Pouvons-nous utiliser cette infrastructure pour traiter les hémorragies causées par un anticoagulant? Comme l a souligné la D re Rost, le médicament qui a été le plus testé depuis des décennies et que nous connaissons tous très bien est la warfarine. Nous savons que si nous recevons un patient victime d une hémorragie causée par la warfarine, plusieurs principes ont été maintes fois confirmés et sont largement reconnus : une très vaste hémorragie intracrânienne conduit au plus mauvais pronostic ; c est devenu un fait indiscutable. [31] Les problèmes d expansion sont fréquents, plus nous mettons du temps à inverser l hémorragie chez les patients totalement anticoagulés. [32] Les traitements classiques ont des effets indésirables, notamment de surcharge circulatoire pour les produits sanguins, d infections sanguines et de réactions allergiques. [33] Le traitement rapide de ces patients aux urgences ne vas pas sans risque de complications. Notre traitement classique est loin d être idéal pour faire descendre le RIN à une valeur normale dans un délai acceptable. Dans mon service, cela signifie avant que le patient quitte les urgences vers l unité de soins intensifs neurochirurgicaux. Aujourd hui, avec les nouveaux agents disponibles aux États-Unis, en Europe et partout dans le monde, nous avons de nouveaux défis.
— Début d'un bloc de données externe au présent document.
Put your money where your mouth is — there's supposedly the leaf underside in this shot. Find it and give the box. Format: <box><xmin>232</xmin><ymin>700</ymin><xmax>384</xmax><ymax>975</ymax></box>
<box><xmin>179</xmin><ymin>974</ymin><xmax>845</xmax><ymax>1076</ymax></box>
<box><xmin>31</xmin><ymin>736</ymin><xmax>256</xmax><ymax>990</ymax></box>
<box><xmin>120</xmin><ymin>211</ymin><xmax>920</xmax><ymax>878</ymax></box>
Nous avons entendu la D re Rost nous parler de pharmacocinétique et je ne vais donc pas m étendre sur ce sujet, mais la warfarine est utilisée depuis longtemps. Le début de son action se manifeste après 24 à 72 heures et son efficacité maximale est atteinte après 3 à 4 jours, ce qui constitue une facette importante du problème d adaptation et d initiation de traitement avec ce médicament. Ce médicament présente cependant l avantage d avoir un antidote que vous connaissez tous, bien que je m apprête à vous démontrer que les antidotes à notre disposition s avèrent plutôt inefficaces à l usage. Ce médicament présente aussi plusieurs problèmes d effets indésirables et d interactions avec d autres médicaments, mais il existe des tests de chevet que nous pouvons utiliser pour déterminer les niveaux thérapeutiques, suprathérapeutiques ou aucunement thérapeutiques. Quels sont nos choix? Nous avons la vitamine K, le facteur VII, le plasma frais congelé (PFC) et maintenant les concentrés complexes de prothrombine (CCP), lesquels sont utilisés nettement plus fréquemment dans les urgences en Amérique et en Europe.

La vitamine est utilisée depuis longtemps et fonctionne bien surtout lorsqu elle est administrée par voie intraveineuse. Il faut des heures, voire une journée complète pour obtenir une réaction efficace, de sorte que lorsque les patients quittent les urgences ou même après leur première journée aux soins intensifs neurochirurgicaux, ils n ont pas encore corrigé leur problème d anticoagulation par la seule prise de vitamine K. Un effet de rebond est aussi possible si le patient n a pas reçu de vitamine K mais qu il a reçu un autre médicament, par exemple du facteur VII ou du PFC. Il est préférable de l administrer par voie intraveineuse et non par voie orale ou souscutanée. Nous avons tous entendu parler du risque d anaphylaxie, même s il est très faible si le traitement est administré lentement ou par voie intraveineuse. Le PFC est fréquemment utilisé et il est assez efficace. Il contient tous les facteurs anticoagulants. Son seul problème, c est le temps. Même dans un cadre idéal, il lui faut du temps pour décongeler et des tests de compatibilité doivent être réalisés, lesquels demandent entre 40 et 60 minutes aux urgences dans un cadre idéal avec une banque de sang sur place. Des volumes importants doivent être perfusés et il faut se rappeler que les patients suivant un tel traitement ont des problèmes cardiaques, chez qui la perfusion de tels volumes peut occasionner des complications. Même chez les personnes recevant un traitement idéal de vitamine K et de PFC, le temps médian pour que le RIN soit à moins de 1,3 peut atteindre 30 heures. [34,35]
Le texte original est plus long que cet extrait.